Banda Aceh (ANTARA) - Majelis Permusyawaratan Ulama (MPU) Aceh bekerjasama dengan UNICEF perwakilan Aceh menggelar pelatihan peran tokoh agama dan adat di Aceh dalam upaya pemenuhan hak anak, serta penyelesaian masalah anak dalam lingkungan keluarga.
“Kegiatan ini salah satu upaya bersama kita dalam meningkatkan pemahaman tokoh adat dan tokoh agama mengenai situasi pemenuhan hak anak di Aceh, dan mencari solusi untuk menjawab tantangan dalam pemenuhan hak anak,” kata Wakil Ketua MPU Aceh, Tgk Faisal Ali, di Banda Aceh, Sabtu.
Dia menjelaskan, Aceh telah melahirkan beberapa qanun (perda) yang berpihak pada anak, seperti Qanun nomor 8 tahun 2008 tentang Pelestarian adat di Aceh yang di dalamnya terdapat pasal-pasal tentang perlindungan anak.
Kemudian juga Qanun nomor 11 tahun 2008 tentang Perlindungan anak, dan Qanun nomor 8 tahun 2015 tentang Pembinaan dan perlindungan aqidah Aceh. Maka menurutnya pemenuhan hak anak merupakan tanggungjawab semua pihak, termasuk tokoh agama dan tokoh adat.
“Berbicara tentang anak, kita berbicara tentang masa depan. Anak lah yang akan mengisi kehidupan di dunia kelak. Anak Aceh itu harus sehat secara akhlak, aqidah, tangguh dan berkembang dalam lingkungan yang aman dan sejahtera,” kata dia.

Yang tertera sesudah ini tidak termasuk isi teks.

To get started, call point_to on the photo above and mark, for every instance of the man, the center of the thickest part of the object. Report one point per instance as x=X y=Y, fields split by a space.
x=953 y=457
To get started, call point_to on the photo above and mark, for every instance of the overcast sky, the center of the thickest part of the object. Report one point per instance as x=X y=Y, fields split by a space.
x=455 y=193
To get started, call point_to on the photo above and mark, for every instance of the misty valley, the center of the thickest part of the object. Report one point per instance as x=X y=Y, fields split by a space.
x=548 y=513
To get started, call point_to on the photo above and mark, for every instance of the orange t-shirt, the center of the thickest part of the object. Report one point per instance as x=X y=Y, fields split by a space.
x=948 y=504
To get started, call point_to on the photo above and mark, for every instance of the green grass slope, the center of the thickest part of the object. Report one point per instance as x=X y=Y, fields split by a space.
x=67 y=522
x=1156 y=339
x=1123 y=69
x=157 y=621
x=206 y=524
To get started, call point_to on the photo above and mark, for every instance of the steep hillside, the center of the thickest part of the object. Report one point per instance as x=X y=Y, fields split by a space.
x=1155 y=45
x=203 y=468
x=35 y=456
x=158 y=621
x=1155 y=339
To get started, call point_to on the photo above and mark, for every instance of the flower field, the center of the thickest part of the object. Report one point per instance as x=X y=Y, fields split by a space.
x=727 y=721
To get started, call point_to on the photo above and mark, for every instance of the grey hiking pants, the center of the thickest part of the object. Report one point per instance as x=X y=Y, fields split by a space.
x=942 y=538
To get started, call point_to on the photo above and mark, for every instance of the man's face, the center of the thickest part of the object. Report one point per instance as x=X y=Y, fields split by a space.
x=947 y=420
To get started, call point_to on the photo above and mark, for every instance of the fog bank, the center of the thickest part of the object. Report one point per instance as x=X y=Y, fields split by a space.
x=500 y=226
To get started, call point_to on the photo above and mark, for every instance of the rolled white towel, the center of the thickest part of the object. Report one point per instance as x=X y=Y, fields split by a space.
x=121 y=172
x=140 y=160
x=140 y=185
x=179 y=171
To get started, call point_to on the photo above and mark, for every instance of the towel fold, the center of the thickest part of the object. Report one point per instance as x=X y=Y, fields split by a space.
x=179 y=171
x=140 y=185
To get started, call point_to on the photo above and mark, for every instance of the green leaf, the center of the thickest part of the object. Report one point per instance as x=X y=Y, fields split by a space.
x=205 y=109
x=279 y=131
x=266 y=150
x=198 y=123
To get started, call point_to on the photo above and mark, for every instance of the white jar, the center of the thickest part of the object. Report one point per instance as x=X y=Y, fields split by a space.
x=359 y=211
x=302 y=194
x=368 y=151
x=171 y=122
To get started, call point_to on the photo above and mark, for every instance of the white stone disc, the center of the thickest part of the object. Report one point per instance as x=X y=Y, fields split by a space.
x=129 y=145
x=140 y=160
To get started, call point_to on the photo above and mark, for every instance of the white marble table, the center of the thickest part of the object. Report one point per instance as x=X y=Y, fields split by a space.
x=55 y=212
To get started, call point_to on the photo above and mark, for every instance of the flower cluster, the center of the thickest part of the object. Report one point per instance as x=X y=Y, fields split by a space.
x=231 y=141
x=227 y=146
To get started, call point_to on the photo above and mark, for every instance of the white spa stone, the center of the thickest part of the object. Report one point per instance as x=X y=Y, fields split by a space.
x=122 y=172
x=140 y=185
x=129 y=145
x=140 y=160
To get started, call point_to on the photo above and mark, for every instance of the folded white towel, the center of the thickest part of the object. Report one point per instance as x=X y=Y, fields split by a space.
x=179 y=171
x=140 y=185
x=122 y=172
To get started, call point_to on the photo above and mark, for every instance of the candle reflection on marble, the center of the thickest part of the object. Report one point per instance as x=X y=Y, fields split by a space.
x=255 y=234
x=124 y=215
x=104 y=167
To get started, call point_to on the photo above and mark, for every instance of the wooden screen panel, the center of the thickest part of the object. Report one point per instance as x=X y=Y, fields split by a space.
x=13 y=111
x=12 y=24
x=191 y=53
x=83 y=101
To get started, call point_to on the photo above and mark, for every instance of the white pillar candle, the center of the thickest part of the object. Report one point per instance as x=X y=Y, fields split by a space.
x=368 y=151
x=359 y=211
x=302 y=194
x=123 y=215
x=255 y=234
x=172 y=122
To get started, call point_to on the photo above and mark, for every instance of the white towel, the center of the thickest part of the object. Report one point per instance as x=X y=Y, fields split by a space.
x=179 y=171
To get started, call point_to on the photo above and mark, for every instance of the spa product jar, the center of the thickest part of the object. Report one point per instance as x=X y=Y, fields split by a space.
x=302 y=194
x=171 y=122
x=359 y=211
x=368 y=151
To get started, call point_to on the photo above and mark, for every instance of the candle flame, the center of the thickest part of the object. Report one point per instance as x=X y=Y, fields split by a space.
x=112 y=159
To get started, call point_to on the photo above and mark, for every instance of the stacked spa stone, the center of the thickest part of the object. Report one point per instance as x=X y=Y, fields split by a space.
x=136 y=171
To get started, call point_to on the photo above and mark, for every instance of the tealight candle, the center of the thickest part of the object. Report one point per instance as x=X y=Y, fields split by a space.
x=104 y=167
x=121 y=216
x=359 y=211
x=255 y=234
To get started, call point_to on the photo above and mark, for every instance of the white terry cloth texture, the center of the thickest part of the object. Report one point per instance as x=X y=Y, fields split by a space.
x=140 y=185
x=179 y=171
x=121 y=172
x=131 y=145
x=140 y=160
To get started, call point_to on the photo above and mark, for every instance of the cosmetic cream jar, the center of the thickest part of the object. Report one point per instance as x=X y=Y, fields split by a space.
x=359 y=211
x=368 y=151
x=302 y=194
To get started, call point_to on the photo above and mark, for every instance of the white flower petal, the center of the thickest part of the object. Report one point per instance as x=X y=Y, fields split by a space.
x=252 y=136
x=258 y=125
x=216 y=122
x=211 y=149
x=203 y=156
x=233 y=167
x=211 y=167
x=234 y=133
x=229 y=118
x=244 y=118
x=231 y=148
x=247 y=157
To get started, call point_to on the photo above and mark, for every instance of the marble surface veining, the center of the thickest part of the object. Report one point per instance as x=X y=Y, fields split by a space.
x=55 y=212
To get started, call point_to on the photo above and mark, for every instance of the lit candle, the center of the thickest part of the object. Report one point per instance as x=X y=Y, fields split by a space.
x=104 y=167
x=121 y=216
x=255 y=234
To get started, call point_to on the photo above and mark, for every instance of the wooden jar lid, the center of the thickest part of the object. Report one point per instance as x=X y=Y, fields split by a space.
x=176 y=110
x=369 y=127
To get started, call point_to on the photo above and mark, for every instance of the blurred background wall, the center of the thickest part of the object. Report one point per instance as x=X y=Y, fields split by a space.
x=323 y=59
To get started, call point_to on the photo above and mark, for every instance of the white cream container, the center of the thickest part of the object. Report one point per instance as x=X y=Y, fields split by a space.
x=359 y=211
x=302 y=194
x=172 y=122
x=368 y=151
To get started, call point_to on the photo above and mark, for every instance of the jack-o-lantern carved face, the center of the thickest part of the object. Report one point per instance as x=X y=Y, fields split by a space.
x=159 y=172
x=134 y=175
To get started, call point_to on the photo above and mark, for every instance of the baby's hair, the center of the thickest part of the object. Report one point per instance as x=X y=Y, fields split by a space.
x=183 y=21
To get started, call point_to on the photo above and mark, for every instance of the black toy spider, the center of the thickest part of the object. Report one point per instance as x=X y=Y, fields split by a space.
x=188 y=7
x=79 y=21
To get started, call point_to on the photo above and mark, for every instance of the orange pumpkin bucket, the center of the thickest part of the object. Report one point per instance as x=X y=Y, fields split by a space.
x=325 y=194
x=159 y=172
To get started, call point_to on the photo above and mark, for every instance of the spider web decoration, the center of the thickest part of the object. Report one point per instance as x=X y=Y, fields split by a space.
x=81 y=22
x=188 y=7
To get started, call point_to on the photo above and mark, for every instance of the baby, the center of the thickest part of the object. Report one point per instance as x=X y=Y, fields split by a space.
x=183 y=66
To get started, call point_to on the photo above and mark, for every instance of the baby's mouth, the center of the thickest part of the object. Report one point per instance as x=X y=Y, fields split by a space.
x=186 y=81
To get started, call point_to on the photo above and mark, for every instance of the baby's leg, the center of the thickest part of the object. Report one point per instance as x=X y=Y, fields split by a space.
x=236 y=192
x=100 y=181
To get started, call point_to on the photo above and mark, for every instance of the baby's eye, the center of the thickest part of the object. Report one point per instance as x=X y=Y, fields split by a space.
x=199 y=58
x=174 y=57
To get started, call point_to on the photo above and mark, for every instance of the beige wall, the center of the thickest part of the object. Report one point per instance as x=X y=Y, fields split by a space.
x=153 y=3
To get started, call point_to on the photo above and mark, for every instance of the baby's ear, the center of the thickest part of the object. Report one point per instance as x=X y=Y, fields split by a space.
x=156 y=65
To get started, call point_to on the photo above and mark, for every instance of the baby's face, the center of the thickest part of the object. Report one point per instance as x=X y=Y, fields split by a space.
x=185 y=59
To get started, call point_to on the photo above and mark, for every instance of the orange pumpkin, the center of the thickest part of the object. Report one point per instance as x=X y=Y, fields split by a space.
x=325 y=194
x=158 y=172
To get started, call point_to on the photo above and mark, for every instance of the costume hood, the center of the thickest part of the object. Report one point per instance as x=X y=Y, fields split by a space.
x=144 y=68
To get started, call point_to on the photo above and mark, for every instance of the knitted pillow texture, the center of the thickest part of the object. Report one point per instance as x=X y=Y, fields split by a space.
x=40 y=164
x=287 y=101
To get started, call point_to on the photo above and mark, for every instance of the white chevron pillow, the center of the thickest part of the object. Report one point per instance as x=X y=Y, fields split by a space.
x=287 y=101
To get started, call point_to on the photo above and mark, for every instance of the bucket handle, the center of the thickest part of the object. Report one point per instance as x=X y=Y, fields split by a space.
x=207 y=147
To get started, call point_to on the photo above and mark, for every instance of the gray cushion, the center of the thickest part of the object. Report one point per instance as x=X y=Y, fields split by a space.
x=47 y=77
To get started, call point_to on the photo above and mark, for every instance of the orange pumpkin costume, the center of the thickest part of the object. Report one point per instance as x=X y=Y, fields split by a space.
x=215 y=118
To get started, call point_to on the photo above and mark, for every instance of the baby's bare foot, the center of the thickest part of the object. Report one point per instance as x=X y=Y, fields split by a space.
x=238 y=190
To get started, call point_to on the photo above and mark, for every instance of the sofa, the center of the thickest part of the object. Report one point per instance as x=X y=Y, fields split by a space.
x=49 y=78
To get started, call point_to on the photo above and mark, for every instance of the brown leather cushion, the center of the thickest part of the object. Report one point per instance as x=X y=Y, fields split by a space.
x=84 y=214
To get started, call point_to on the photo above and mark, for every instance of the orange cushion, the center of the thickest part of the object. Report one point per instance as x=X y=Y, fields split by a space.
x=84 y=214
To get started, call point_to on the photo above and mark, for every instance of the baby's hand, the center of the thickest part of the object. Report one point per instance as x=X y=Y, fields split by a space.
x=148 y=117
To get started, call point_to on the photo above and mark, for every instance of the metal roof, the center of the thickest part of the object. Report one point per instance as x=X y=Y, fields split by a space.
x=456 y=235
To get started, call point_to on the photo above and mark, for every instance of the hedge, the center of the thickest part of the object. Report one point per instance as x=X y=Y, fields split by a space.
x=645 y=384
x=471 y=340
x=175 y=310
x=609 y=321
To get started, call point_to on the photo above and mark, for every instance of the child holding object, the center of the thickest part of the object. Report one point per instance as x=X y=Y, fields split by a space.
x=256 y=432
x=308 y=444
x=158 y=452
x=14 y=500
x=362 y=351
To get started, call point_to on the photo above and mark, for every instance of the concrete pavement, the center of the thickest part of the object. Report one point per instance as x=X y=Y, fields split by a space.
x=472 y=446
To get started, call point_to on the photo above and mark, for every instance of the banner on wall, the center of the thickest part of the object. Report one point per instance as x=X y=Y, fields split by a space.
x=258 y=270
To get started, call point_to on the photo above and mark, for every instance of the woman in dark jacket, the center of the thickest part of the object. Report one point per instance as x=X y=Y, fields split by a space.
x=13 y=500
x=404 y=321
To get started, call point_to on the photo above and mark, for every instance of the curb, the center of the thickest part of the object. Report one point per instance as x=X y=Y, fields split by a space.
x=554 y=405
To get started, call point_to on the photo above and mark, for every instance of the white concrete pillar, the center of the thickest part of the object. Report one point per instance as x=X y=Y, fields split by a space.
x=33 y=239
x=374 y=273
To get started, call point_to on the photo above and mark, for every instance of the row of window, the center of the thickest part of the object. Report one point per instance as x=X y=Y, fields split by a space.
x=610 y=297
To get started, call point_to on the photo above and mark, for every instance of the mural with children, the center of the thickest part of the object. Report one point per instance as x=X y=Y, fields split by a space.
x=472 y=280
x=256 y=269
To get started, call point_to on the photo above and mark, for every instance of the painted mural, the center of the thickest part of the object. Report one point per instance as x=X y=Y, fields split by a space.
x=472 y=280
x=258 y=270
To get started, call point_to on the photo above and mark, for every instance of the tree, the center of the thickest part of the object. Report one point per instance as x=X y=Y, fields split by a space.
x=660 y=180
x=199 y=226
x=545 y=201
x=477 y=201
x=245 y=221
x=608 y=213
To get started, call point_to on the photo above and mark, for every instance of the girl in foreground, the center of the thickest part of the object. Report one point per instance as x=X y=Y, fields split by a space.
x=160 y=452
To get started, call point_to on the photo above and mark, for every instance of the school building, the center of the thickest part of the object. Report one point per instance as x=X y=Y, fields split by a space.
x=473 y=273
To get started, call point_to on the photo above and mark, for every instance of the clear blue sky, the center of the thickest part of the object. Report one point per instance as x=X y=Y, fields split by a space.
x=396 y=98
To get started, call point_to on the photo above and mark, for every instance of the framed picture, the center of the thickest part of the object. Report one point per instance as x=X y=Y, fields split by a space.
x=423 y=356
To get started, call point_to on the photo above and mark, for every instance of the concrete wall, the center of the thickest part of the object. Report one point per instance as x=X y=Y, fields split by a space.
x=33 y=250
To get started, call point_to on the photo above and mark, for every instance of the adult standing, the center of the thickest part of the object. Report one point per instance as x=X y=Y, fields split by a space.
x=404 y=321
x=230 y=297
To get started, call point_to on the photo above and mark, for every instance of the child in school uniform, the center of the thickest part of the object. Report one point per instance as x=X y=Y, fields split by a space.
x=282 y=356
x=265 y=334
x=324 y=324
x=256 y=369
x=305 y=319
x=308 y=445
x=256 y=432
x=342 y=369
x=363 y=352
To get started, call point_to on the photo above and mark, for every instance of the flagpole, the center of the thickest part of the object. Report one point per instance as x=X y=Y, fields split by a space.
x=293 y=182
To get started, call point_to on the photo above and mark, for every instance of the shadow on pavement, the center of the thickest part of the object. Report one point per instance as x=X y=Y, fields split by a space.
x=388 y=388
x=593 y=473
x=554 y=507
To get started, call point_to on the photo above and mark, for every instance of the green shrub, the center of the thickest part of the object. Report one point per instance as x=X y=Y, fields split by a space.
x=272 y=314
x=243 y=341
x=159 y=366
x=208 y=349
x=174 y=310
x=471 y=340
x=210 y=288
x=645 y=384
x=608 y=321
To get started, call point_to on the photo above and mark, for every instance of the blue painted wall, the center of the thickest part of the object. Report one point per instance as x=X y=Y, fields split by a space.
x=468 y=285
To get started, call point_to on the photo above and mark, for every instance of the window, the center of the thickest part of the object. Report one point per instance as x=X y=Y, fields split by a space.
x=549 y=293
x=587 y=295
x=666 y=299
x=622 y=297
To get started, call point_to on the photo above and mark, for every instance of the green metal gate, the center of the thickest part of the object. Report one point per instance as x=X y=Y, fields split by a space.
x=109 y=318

Kemudian, dia menjelaskan, fenomena sekarang ini berbagai persoalan yang menyangkut dengan anak sangat mengkhawatirkan. Aceh tercatat memiliki angka balita stunting ketiga terbanyak di Indonesia.
Kata dia, stunting tersebut disebabkan beberapa faktor yang langsung berkaitan dengan gizi ibu hamil hingga 1.000 hari pertama kehidupan (HPK), sanitasi, akses air bersih, penyakit infeksi berulang, hingga ketersediaan pangan dan kondisi sosial ekonomi.
Dan juga, penyebab lain rendahnya cakupan imunisasi pada anak di provinsi paling barat Indonesia tersebut juga berisiko menyebabkan infeksi berulang dan wabah penyakit yang dapat dicegah dengan imunisasi (PD3I), karena tidak adanya kekebalan kelompok di masyarakat.
“Di sisi lain, kasus kekerasan terhadap anak di Aceh juga cukup tinggi, bahkan angkanya merupakan yang tertinggi ketiga seluruh provinsi di pulau Sumatera. Dan kasus kekerasan seksual pada anak menjadi jenis kasus yang paling banyak dilaporkan,” katanya.
Perwakilan UNICEF Aceh Muhammad Afrianto Kurniawan mengatakan pihaknya bekerjasama dengan pemerintah Aceh dalam mendukung upaya pemenuhan hak anak, diantaranya penurunan angka malnutrisi atau stunting di Aceh serta upaya pencegahan kekerasan terhadap anak. Kemudian, peserta pelatihan tersebut berasal dari delapan kabupaten/kota di Aceh yakni Sabang, Aceh Jaya, Aceh Singkil, Simelue, Gayo Lues, Aceh Selatan, Pidie dan Nagan Raya.
Kata dia, berdasarkan konvensi hak anak PBB tahun 1989 dan undang-undang nomor 35 tahun 2014 tentang perlindungan anak, pemenuhan hak anak merupakan tanggung jawab semua pihak.
“Yaitu orang tua, keluarga, pemerintah daerah, dan setiap unsur masyarakat, termasuk di dalamnya tokoh adat, tokoh agama, dan tokoh masyarakat lainnya yang harus dihormati, dipenuhi, dilindungi dan dijamin pemenuhannya,” katanya.